Key Insight: Why Max Heap, Not Min Heap?
- Max heap keeps the farthest of the k closest points at the top
- When we encounter a new point:
- If heap size \(<\) k: add it (we need more points)
- If heap size \(=\) k and new point is closer than heap top: remove top (farthest), add new point
- Otherwise: skip it (all k current points are closer)
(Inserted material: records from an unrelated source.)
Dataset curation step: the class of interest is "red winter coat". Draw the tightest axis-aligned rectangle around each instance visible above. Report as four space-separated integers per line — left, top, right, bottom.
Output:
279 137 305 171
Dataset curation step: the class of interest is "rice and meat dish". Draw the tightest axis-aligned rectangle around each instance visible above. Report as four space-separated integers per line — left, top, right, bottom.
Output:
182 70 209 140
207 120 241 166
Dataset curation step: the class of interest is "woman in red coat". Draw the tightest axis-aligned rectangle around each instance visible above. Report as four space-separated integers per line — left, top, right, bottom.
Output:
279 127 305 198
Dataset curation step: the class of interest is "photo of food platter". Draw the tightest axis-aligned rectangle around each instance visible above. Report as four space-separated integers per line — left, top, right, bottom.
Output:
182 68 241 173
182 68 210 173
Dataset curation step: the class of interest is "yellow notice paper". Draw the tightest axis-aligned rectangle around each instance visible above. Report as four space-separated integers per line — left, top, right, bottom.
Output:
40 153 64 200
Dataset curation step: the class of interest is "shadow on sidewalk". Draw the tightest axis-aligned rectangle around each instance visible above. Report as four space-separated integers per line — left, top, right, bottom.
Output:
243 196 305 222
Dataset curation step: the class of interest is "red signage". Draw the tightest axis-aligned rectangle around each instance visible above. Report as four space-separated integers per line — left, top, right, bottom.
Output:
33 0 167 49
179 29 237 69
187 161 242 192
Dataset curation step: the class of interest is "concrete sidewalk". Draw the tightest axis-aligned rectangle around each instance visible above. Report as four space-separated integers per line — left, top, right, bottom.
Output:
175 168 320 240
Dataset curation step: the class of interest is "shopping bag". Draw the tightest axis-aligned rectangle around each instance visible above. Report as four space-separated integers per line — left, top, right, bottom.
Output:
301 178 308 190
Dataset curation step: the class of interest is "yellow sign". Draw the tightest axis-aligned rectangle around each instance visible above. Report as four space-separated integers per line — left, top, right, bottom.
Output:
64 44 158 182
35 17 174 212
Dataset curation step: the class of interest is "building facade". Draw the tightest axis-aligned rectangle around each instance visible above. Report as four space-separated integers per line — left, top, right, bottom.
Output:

- This maintains exactly k closest points with O(log k) operations per point
Distance Optimization:
Since we only need to compare distances (not compute actual values), we use squared distance to avoid expensive sqrt() operations:
- Distance: \(\sqrt{x^2 + y^2}\)
- Squared distance: \(x^2 + y^2\) (sufficient for comparisons since sqrt is monotonic)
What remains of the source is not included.